This is a review for Frank Kane’s Udemy course entitled Apache Spark 2 with Scala — Hands On with Big Data!
All in all, this was a fine course. Frank aims the course at people new to Spark. In my case, I have experience but wanted to start at the beginning to fill in the gaps in my self-education. To that extent, the course covers the basics of Spark, starting with installation and a primer on Scala.

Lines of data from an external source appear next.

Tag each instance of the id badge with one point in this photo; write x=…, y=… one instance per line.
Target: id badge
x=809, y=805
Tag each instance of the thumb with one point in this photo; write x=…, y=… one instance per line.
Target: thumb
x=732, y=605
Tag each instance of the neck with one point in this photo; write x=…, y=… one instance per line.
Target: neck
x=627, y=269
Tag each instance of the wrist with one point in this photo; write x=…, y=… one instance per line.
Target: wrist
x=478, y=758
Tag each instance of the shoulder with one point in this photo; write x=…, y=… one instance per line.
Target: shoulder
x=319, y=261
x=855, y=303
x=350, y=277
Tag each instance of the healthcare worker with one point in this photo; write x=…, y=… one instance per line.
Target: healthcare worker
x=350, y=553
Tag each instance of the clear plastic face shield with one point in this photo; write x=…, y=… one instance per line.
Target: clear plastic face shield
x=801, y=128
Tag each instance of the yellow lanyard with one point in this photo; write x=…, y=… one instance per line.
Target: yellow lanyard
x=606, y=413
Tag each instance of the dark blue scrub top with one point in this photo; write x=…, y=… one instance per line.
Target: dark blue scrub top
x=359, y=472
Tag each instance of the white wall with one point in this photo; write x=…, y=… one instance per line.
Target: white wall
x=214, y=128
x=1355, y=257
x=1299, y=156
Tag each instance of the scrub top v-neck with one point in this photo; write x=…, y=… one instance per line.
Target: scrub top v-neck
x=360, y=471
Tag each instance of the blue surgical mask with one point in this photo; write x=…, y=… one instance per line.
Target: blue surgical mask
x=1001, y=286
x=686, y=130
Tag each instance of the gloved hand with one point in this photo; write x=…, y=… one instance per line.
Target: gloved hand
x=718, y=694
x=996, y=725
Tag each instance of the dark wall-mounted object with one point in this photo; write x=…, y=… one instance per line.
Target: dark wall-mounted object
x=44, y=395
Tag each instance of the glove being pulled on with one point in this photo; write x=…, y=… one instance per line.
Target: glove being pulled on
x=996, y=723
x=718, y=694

From there, we get to see Spark in action, starting with the “Spark 1.0” concept of Resilient Distributed Datasets and the functional approach to problem-solving, and then eventually covering “Spark 2.0” with DataFrames and Spark SQL. Frank also covers interesting features like broadcast variables and accumulators, things I didn’t have any experience when I started the course.
Frank uses a couple of interesting examples in his lessons: a network graph of Marvel character interactions in comics and the MovieLens data set. These data sets are large enough that processing is not trivial but not so large that you’d need a 20-node cluster to complete the task today. The examples were also fun, which made it easier to follow along.
The one area where I think this course wasn’t that great was in the “what’s next” sections, starting with MLLib and including Spark Streaming and GraphX. Frank has a Spark Streaming course which is on my to-watch list, so I can give that part a pass. With MLLib, it seemed that “This barely works” was the subtext, with weird results coming out of the tests. And GraphX just touched on the topic, though I get the feeling that GraphX will not be long for this world.
In short, if you want to learn the basics of Spark, this is a great introductory course. I’ve recommended it to several people looking to learn the product and I think Frank keeps the content at the right level for new people.